While sifting through the latest batch of regular reports in my email inbox, I stumbled upon an update that managed to stand out.
Here is a section:
I perceive there to be two types of investors: the biologist and the physician.
The physicians are more numerous. They have been taught to believe in universal laws, precise measurements and mathematical modelling. The biologist understands investing to be more complex, involving observation (qualitative methods) as well as data, understanding that the rules of the game evolve.
In contrast to the physicist who has a static view, the biologist understands and embraces change. Whereas the biologist has tenure, the physicist is often only right once.

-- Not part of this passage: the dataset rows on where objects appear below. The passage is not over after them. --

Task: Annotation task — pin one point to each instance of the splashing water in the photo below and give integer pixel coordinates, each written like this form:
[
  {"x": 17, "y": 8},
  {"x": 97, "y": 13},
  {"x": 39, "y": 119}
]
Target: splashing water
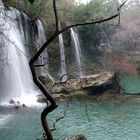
[{"x": 77, "y": 51}]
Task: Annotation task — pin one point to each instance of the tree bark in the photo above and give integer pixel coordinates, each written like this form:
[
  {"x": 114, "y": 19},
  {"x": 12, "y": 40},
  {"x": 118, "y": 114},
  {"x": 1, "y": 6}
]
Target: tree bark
[{"x": 53, "y": 104}]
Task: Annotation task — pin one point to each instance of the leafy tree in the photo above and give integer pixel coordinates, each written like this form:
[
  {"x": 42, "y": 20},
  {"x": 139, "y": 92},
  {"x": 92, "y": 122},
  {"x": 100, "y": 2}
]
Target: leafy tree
[{"x": 52, "y": 104}]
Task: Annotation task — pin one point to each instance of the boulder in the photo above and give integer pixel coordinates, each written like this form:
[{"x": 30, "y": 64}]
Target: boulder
[{"x": 95, "y": 81}]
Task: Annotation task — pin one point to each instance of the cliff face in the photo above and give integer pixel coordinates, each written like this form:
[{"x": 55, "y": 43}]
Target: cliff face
[{"x": 97, "y": 82}]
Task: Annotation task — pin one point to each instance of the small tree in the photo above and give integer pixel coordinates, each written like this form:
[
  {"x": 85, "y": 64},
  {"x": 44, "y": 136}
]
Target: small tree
[{"x": 52, "y": 104}]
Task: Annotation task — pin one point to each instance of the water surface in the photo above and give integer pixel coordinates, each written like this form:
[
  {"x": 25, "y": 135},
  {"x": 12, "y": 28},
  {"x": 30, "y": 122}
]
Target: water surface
[{"x": 96, "y": 120}]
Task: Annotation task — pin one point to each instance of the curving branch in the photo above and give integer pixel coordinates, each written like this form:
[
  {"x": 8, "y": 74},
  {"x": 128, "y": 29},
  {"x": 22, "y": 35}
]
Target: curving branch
[{"x": 52, "y": 104}]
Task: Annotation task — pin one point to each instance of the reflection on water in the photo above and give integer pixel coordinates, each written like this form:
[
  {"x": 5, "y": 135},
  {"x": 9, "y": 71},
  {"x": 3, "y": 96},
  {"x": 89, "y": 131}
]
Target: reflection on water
[{"x": 100, "y": 121}]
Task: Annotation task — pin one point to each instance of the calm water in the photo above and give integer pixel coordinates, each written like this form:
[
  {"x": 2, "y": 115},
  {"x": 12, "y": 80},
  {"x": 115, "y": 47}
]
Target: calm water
[
  {"x": 131, "y": 84},
  {"x": 100, "y": 121}
]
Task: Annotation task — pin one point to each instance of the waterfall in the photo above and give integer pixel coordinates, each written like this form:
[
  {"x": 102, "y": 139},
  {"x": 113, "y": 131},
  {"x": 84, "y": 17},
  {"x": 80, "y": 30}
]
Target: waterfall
[
  {"x": 62, "y": 57},
  {"x": 77, "y": 51},
  {"x": 15, "y": 76},
  {"x": 40, "y": 40}
]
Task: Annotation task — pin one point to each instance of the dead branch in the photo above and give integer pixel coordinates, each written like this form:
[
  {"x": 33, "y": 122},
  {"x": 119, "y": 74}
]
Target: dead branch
[{"x": 53, "y": 104}]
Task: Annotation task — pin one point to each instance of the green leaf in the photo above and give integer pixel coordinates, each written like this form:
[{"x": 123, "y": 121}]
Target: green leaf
[{"x": 31, "y": 1}]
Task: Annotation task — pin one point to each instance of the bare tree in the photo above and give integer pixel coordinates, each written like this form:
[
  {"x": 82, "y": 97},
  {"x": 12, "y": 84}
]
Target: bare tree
[{"x": 52, "y": 104}]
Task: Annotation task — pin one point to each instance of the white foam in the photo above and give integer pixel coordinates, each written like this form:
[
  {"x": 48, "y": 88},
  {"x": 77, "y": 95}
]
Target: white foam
[{"x": 4, "y": 119}]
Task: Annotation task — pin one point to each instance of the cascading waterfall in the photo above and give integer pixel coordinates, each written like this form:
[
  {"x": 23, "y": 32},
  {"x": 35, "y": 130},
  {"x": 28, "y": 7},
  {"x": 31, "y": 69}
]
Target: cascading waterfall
[
  {"x": 77, "y": 50},
  {"x": 16, "y": 80},
  {"x": 40, "y": 40},
  {"x": 62, "y": 57}
]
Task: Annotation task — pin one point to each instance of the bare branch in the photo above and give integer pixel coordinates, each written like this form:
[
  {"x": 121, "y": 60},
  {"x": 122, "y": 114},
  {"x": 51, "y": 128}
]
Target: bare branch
[{"x": 40, "y": 65}]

European stocks have significantly under-performed US assets in recent years. However, while European assets have underperformed, this is not by itself a good reason to buy them. 493 stocks in the S&P500 have significantly underperformed the Magnificent 7.
It is among these 493 stocks that we see the best opportunities in US equities. The catalyst for this is not only the valuation difference but President’s Trump’s economic agenda will favor them and not the Magnificent 7 Mega-Caps.
This time of year is nearly always filled with siren calls from fund managers arguing for mean reversion in performance. “It’s time for my dogs to bark”, announces the frustrated physicist every January. His confidence in his measurement of value unbounded, when his physics fails, his investment process morphs into an even more dismal science, based on cursed bad luck and “Buggin’s Turn”.
The biologist on the other hand will first ask how the investment climate is changing and likely to change further for better or worse. Crises can indeed inspire resolution and some may think Europe’s crisis will be a catalyst for positive policy change yet since its mainstream political parties remain clueless about the causes of the malaise, never mind having the backbone to effect change, we would contend that no such solution will be easily forthcoming without new political parties offering a complete rethink.
Whereas Trump promises further business deregulation, smaller government, lower taxes and cheap and reliable energy, in an act of economic euthanasia, policies in Europe and the UK continue to advocate the exact opposite, its political class doubling down on failure.